[23] A teoria de um dia caótico

O resto do dia foi um completo desastre. Depois que saímos da passagem secreta, guardei meu celular bem no fundo da minha mochila e tentei esquecer da sua  existência. Mark bem que tentou puxar assunto, mas eu fiquei muda quando voltamos ao carro. Por favor, me entenda. Eu precisava de um tempinho para processar tudo, porque A Teoria da Faixa Três estava se tornando uma coisa tão abrangente para mim que ainda era difícil aceitar que existem ou existiram pessoas que sofreram com ela e uma delas até se deu ao trabalho de escrever um livro sobre isso!

Enquanto nos dirigíamos para as proximidades do Foutman Institute, eu olhava para a paisagem sem notar ela. Cá entre nós, essa coisa de revelação pode explodir a mente de muita gente. Você fica em choque, toda hora pensa no que ouviu, sabe que é real, mas alguma coisa dentro de você entra em negação. Acho que é bem parecido com o processo da morte de alguém próximo. Eu tive algo parecido
quando minha mãe faleceu, apesar de ser bem pequena. Entrei em choque, não queria aceitar, apesar de tudo indicar que ela não ia mais me acordar todos os dias com cócegas na barriga, nem preparar meu café da manhã e me dar um beijo estalado na bochecha antes de eu entrar no ônibus escolar. São coisas que você não vai ter mais, por mais que tente reproduzir a experiência com outras pessoas. Meu pai nunca conseguiu repetir a experiência única de amor, paz e carinho que a minha mãe me proporcionava.

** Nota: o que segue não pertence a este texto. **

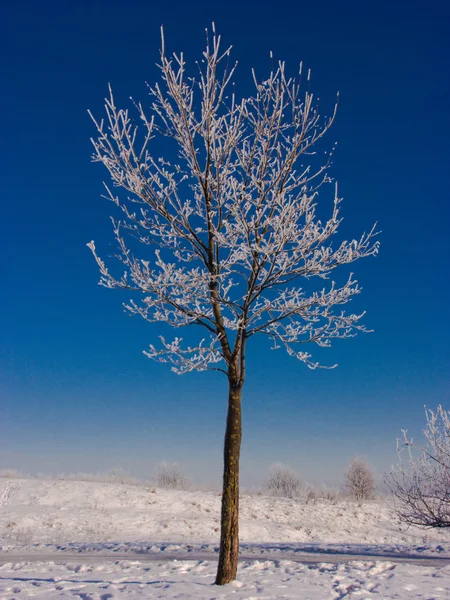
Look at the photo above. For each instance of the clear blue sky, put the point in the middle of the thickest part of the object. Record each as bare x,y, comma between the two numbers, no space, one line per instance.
76,391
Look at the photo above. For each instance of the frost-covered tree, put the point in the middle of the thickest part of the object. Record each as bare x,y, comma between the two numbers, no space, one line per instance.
221,231
359,480
283,481
421,481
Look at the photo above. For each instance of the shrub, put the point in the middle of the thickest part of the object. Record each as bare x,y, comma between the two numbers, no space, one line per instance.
10,474
420,483
359,480
283,481
169,476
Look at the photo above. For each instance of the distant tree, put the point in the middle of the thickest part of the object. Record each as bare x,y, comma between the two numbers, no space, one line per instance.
169,476
420,483
359,480
232,217
283,481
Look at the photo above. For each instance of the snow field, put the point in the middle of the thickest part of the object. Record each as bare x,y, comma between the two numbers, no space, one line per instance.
70,516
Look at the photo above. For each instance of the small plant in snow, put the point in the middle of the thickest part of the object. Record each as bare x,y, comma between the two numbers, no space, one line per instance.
169,476
10,474
421,482
283,481
359,480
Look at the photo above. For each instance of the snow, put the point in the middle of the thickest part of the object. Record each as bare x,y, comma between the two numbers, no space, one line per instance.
114,520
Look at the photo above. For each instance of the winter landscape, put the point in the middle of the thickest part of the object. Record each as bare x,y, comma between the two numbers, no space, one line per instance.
104,540
253,273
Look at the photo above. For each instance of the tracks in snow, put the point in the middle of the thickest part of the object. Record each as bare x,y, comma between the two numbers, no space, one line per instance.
305,558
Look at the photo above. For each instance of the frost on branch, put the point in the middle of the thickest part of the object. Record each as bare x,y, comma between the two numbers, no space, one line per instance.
224,232
420,483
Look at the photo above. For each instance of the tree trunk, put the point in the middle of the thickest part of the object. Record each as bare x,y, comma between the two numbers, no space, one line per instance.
229,531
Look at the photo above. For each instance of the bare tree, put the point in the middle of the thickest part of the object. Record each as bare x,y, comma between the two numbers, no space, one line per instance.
232,217
359,480
421,481
283,481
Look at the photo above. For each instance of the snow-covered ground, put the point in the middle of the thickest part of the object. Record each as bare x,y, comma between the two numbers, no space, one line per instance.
107,519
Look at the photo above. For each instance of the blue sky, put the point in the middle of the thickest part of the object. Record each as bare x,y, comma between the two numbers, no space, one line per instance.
76,392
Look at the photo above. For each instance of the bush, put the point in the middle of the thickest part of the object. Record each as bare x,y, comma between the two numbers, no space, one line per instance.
420,483
10,474
169,476
283,481
359,480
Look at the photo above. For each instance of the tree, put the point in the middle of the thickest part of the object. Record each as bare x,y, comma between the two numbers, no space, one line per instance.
420,483
283,481
232,216
359,480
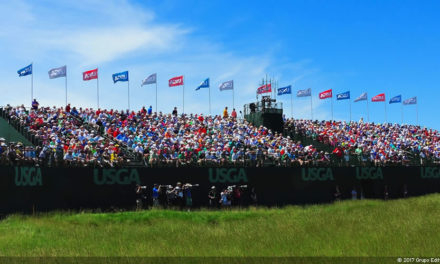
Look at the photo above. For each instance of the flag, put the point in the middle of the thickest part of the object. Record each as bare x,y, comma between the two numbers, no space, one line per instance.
304,93
90,75
25,71
362,97
343,96
396,99
204,84
120,77
229,85
150,79
378,98
285,90
267,88
412,100
326,94
57,72
176,81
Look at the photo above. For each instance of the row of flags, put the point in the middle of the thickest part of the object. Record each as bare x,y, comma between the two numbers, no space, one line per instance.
123,77
228,85
344,96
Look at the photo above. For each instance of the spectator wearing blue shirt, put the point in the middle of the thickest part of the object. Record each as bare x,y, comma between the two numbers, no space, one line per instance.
155,195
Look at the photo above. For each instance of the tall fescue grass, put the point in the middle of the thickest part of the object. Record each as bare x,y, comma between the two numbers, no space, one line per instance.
409,227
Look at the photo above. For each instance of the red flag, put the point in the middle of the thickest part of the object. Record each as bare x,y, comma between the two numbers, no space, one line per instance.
176,81
378,98
326,94
267,88
90,75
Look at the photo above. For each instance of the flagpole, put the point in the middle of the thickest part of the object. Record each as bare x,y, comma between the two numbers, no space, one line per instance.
368,112
65,77
311,105
32,83
128,93
233,97
209,94
417,112
331,98
349,103
97,87
401,112
183,110
291,103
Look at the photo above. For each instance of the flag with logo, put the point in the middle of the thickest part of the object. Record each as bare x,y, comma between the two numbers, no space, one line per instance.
343,96
57,72
90,75
362,97
175,81
412,100
120,77
378,98
25,71
150,79
285,90
228,85
396,99
267,88
204,84
304,93
326,94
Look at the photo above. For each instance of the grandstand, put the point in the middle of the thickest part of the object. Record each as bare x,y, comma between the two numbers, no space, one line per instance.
87,137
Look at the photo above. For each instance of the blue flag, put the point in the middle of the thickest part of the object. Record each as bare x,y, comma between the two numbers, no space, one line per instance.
120,77
229,85
396,99
57,72
25,71
150,79
285,90
204,84
304,93
343,96
412,100
362,97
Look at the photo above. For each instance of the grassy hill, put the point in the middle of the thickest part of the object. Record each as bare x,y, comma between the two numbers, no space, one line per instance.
409,227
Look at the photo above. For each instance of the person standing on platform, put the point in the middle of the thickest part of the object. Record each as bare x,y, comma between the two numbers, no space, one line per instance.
225,112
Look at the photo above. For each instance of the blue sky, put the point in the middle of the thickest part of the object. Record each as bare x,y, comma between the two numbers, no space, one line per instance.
361,46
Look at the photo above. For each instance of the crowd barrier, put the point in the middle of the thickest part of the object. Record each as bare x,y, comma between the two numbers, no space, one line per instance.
36,189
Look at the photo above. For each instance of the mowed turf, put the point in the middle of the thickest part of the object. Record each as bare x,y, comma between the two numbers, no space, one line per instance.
409,227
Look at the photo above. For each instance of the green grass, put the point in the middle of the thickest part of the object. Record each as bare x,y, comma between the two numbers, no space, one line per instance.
409,227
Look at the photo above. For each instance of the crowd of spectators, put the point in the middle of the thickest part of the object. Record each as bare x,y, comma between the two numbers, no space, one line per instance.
370,143
63,139
87,137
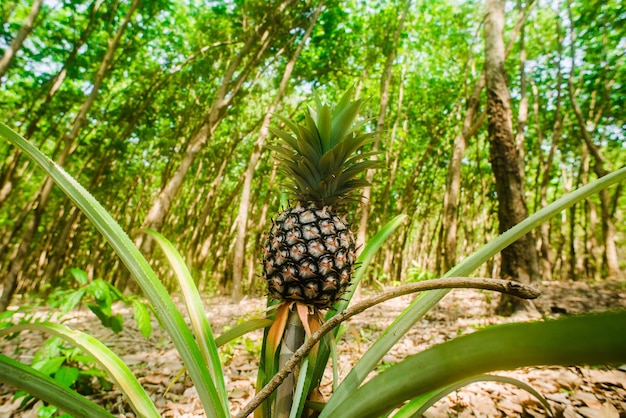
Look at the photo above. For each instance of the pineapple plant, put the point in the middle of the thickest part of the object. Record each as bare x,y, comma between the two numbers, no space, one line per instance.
309,253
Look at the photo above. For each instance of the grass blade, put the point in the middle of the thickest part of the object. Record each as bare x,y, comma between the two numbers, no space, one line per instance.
47,389
132,258
195,309
427,300
588,339
106,359
365,258
418,406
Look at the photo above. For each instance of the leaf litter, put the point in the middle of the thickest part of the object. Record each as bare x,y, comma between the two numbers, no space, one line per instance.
573,392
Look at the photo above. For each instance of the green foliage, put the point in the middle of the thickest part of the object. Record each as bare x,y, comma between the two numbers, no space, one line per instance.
593,338
100,296
69,367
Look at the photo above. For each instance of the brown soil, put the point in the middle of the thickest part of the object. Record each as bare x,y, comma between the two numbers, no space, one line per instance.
572,392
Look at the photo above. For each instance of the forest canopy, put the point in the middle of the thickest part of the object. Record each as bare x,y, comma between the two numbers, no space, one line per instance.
161,110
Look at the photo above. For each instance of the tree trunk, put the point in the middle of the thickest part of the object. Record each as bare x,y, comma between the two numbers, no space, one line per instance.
17,42
452,193
17,262
259,40
519,260
385,85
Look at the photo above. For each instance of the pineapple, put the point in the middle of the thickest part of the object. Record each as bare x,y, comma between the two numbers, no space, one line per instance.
309,253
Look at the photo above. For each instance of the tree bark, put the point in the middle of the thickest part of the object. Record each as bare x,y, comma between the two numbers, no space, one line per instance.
257,43
452,194
385,86
519,260
17,42
69,138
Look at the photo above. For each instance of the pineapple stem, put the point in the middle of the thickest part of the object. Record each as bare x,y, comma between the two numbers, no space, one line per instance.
293,338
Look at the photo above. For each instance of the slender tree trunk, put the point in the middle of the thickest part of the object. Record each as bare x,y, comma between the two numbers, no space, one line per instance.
385,87
452,193
519,260
470,125
17,42
16,265
611,259
245,201
259,40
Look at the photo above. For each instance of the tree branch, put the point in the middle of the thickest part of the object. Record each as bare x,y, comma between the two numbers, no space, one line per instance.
503,286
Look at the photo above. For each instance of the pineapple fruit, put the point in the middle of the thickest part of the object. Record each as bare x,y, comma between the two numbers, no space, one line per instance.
309,253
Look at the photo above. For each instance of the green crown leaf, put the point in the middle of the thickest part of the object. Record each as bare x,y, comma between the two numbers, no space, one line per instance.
324,156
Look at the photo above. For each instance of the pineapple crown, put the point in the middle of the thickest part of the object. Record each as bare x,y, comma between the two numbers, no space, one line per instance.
323,156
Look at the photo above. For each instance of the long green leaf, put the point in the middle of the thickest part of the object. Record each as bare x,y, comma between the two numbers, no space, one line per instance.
427,300
365,258
195,309
108,361
47,389
242,329
132,258
588,339
418,406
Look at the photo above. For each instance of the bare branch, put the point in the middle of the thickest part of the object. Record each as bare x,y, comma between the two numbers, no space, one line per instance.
503,286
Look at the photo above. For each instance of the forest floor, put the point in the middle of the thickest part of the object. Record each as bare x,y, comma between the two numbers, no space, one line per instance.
572,391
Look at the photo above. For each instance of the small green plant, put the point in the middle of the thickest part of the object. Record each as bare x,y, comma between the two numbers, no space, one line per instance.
419,379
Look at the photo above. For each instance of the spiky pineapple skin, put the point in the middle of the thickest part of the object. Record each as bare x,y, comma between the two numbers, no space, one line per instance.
309,256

"Pode me deixar aqui." Eu disse.

Mark parou o carro de repente, me fitando com a testa franzida. Abri a porta, já decidida. Eu precisava de algum tempo só para mim.

"Espera aí, você já vai para a lanchonete? São apenas 11 horas da manhã. Tipo, dá tempo para a gente respirar um pouco e não pensar muito nas coisas que acabamos de ouvir."

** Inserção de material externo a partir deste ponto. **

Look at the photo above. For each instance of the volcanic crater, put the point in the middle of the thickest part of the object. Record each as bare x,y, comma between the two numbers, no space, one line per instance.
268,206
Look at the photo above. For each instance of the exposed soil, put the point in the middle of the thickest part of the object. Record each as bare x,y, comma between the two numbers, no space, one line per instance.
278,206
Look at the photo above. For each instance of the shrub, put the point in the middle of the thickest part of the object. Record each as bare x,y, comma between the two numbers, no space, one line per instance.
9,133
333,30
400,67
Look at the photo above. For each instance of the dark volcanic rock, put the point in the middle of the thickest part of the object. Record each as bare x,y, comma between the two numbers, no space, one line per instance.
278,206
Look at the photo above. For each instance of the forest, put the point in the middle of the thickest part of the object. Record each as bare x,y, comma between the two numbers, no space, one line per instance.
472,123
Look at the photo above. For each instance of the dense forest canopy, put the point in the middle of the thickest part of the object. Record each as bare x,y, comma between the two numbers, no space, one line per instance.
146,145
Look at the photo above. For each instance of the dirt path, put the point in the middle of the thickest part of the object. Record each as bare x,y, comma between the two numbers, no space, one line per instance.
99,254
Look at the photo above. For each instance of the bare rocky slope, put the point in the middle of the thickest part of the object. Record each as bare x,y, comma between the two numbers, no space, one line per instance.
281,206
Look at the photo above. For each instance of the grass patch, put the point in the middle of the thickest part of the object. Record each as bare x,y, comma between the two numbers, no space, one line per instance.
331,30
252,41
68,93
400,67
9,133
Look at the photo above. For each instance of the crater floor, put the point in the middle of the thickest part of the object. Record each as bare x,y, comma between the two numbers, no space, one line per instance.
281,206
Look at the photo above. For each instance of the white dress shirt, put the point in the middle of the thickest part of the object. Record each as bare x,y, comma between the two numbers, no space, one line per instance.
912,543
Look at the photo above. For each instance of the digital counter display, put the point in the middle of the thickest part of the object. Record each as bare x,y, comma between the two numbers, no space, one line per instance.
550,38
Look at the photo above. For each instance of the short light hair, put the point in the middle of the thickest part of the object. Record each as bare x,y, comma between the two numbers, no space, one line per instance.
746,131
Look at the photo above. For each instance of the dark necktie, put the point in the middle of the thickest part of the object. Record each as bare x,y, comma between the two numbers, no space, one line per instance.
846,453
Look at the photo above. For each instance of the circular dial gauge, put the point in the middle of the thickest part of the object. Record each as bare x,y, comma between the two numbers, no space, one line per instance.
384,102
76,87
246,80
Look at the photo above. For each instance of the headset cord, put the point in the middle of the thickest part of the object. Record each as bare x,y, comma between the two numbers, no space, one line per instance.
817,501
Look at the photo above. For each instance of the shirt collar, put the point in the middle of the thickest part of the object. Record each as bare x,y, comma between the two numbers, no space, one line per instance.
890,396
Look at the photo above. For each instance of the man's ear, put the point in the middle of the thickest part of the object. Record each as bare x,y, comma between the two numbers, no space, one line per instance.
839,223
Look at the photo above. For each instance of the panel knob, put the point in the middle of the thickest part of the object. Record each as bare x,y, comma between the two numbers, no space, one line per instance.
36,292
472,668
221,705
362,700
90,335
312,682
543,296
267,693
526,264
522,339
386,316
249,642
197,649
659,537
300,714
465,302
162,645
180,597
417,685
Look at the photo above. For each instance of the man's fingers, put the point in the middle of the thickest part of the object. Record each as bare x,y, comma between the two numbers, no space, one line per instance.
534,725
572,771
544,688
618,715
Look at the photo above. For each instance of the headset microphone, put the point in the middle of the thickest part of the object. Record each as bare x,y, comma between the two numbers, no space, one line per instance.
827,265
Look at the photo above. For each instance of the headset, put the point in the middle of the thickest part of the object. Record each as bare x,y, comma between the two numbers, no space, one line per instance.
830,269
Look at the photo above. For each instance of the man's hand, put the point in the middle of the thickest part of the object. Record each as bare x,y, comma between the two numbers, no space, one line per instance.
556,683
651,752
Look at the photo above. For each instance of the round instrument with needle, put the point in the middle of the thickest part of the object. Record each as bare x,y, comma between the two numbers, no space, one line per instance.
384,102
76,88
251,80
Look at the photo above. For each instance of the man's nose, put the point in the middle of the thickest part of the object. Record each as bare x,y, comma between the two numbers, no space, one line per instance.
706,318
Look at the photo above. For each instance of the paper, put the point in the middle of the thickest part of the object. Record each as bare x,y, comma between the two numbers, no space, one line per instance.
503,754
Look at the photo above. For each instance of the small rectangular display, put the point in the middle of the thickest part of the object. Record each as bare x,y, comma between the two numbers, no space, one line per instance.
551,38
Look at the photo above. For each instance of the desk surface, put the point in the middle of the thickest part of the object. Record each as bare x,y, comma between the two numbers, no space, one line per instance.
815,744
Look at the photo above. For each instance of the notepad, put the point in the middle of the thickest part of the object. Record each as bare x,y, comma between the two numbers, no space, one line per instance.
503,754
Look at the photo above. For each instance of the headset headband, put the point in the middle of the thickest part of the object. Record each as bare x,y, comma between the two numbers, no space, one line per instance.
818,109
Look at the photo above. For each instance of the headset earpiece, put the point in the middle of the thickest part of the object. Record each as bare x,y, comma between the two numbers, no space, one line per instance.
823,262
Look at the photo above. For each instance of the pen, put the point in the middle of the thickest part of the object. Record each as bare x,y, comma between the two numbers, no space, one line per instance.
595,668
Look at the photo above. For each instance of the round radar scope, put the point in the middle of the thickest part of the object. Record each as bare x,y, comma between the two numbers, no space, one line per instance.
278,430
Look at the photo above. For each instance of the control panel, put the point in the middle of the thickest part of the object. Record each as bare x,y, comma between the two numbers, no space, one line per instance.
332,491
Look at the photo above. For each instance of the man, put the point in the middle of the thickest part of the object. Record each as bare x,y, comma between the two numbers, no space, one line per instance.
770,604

"Mark, eu quero ficar sozinha." Quando eu disse isso, sua expressão recheada de expectativa deu lugar a uma tensa. "Desculpa, tá? Não é nada com você. Eu só  não quero falar com ninguém pelas próximas horas. Preciso passar um tempo comigo mesma para botar as ideias em ordem. Todas aquelas coisas malucas que acabamos de ver e ouvir. Espero que me entenda."

"Tudo bem, sem problemas. Pensando bem, acho que eu também preciso de um tempo." Ele abriu um pequeno sorriso que iluminou seu rosto. "Vou passear por aí até o horário do treino. Qualquer coisa, é só me ligar."

Sai do carro e fechei a porta, dando um discreto aceno a Mark Elliot. Quando ele se afastou, mirei no pequeno parque que ficava de frente a Lanchonete Foutman e era muito usado pelas crianças, dada a quantidade de brinquedos enferrujados que estava instalada ali. Tenho certeza meus olhos brilharam com o banco vazio que ficava debaixo de uma grande árvore. Se sentar debaixo de árvores com certeza era uma boa maneira de encontrar um pouco de paz.

***

Tudo parecia mais caótico do que nunca. Em 1 ano inteiro de trabalho, eu nunca tinha entrado em pânico com o grande movimento da lanchonete, mas lá estava eu, tremendo como uma boba, do mesmo jeito que eu havia tremido na biblioteca. Tentei disfarçar o nervosismo segurando as duas mãos de frente ao corpo e abrindo o maior sorriso que eu poderia dar, dada as circunstâncias. Tudo parecia uma enorme ameaça para mim, desde minha irmã sentada com Pearl em uma das mesas, até uma senhorinha na companhia de duas crianças que não passavam dos 10 anos.

Peguei um pedido que Marina me entregou e lá fui eu entregá-lo à mesa sete. Bom, digamos que o objetivo era esse, não era? Troprecei com gosto em alguma coisa (que até agora não sei do que se tratava) e levei um tombo daqueles que fazem barulho e todo mundo olha para você. Amassei o Hot Dog que eu segurava de frente a região da  barriga e sujei todo o uniforme. A lanchonete parou por um minuto com todo o espetáculo promovido de minha parte.

"Meu Deus Ashe, você está bem?" Gillian me ajudou a levantar. Meu rosto ficou quente, como se eu estivesse com febre. "Tem um Hot Dog grudado no seu uniforme!"

"Ah Gillian." Me segurei para não chorar. "Eu estraguei tudo!"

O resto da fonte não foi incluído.